Today, apart from being the one year anniversary of Rudd deposing Gillard, is the day where Australia and its media commentator "chooks" try to figure out what is in Clive Palmer's head by poring over the chicken entrails after his presser yesterday with Al Gore. The primary sources are the transcript of the presser (can't find a full one but long excerpt here), and the transcript of his interview on Lateline.
When you have news.com.au declaring victory for Gillard, Business Spectator speculating that Malcolm Turnbull is the big winner and Catallaxy Files calling it as a sting operation on Al Gore, you know we're in Clivezone where the old way of doing things in Canberra has been shaken up a little bit. I think Andrew Bolt's ambivalence is closer to the truth, as there's something there for everyone.
My reading is that Palmer is trying to #occupy the centre, and has orchestrated a deal which all parties can find fault with, but all parties can find something they like - as with all good compromises. He comes off looking a bit like Bob Hawke in the process, which is remarkable for a first attempt by a minor party leader, and certainly more elegant than anything the Democrats or Greens ever achieved.
- Liberals (especially Joe Hockey) should be happy that the new ETS would zero-rated until major trading partners join the party so that it's effectively a short term Keynesian stimulus, but sad that the Rudd ETS framework would be left intact for a future Labor government to switch on without much fuss;
- Labor should be happy that they get much of what they would have achieved if Rudd had won, albeit only medium-to-long-term, and can look forward to cheering on Hillary Clinton to reverse the failure of Copenhagen when she sweeps in 2016;
- Greens should be happy because they get to keep the CEFC and RET (if Clive follows through), even though emissions will blow out again in the short term from the zero-rated ETS;
- The electorate should be happy because Canberra is actually working to produce a compromise.

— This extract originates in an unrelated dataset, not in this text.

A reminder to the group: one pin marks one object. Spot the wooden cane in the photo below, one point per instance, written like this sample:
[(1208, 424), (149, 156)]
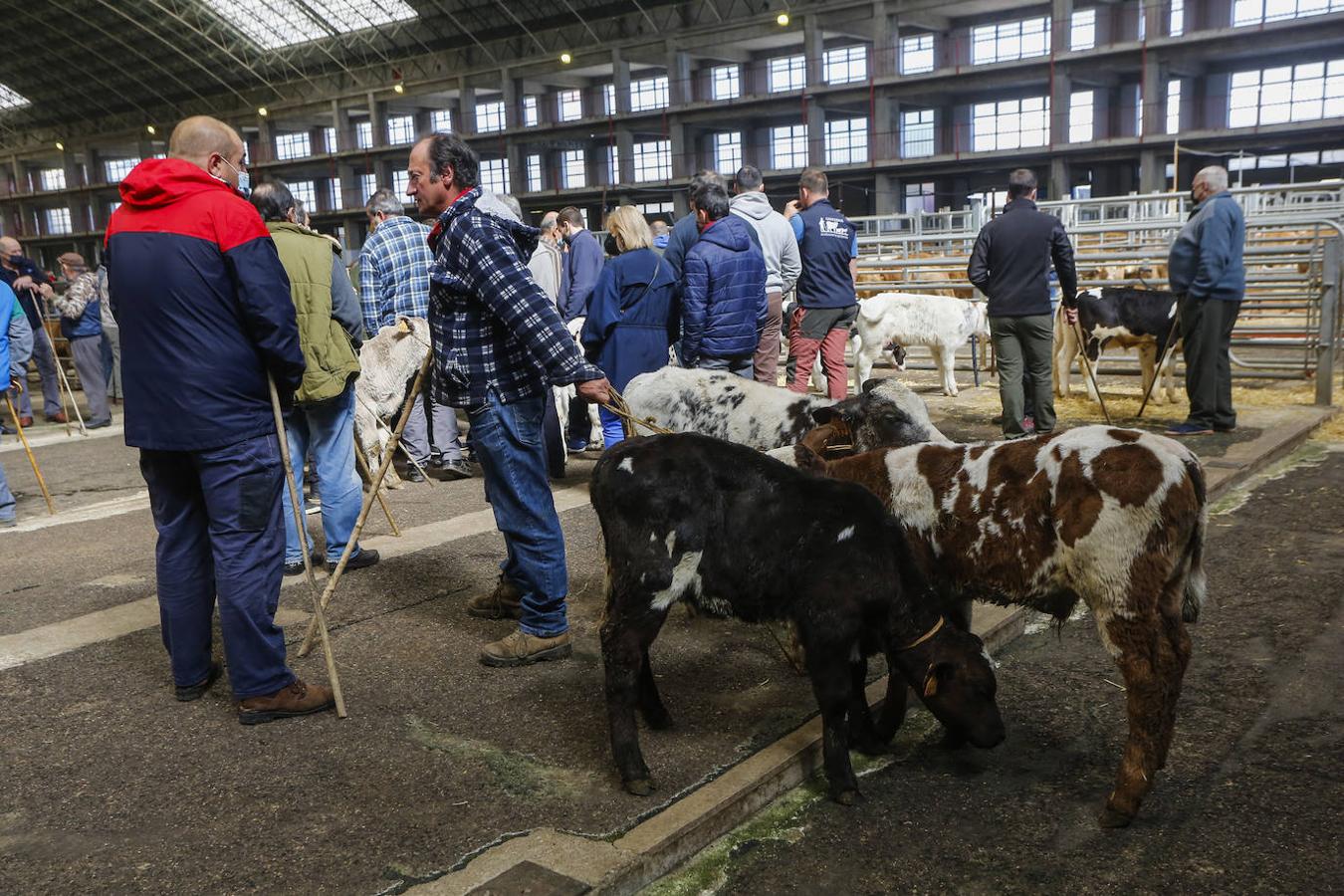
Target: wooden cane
[(368, 500), (382, 503), (23, 438), (319, 617)]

What Palmer has done is attempted to unilaterally define the terms of battle. Due to him holding the balance of power and - crucially - the failure of Abbott to have the gumption to set down the rules before him, he is probably going to get away with it, because Abbott will most likely accept the terms. Abbott just doesn't have the chops to negotiate anything more favourable, due to a serious lack of talent in his parliamentary team and a lack of empathy with ideological opponents. Whether the proposed amendments are in fact terms of surrender by Abbott or the blueprint for his success is going to be contingent on whether Clinton really does change the world with a tsunami of votes to remove US Congressional blockages in the mooted 2016 "wave" election.
It is Australia's lot to be a cork in the ocean, bobbing about in every which direction the global currents take them. The Palmer deal only makes this more transparent. It's too politically difficult for Australia to bleed itself to lead the way on carbon emission reduction, fair enough, the public has spoken on that. Palmer's compromise ensures that we aren't a roadblock, however, and it would allow Abbott to host the G20 without becoming an international pariah. The pressure should be on the trading partners whom Palmer mentioned. We can say that we'll be there when they are. That is the politics of the possible.
At first blush, Clive has shown himself to have a more deft hand than many would have given him credit for. Clivezone 1, Chooks 0.
UPDATE: Posted this on John Quiggin's thread on the subject:
It is true that the fact that Clive did not make his vote to repeal the carbon tax contingent on passing his ETS amendment does dilute his message somewhat.
Abbott might be well served to follow Clive’s lead and pass his ETS anyway, since it makes a hell of a lot of sense for him politically. It heads off the threat of Turnbull and the wets in general, since Malcolm (or Joe) can’t wedge him on the issue any more. It also means that Abbott can host the G20 without being an international laughing stock, and in fact means Abbott can get on his high horse and lecture Asians about his superior morals, which is right in his wheelhouse. Plus, he doesn’t have to negotiate anything, and the Greens would hate it which makes him very happy. There’s a lot to be said for it benefiting Tony Abbott.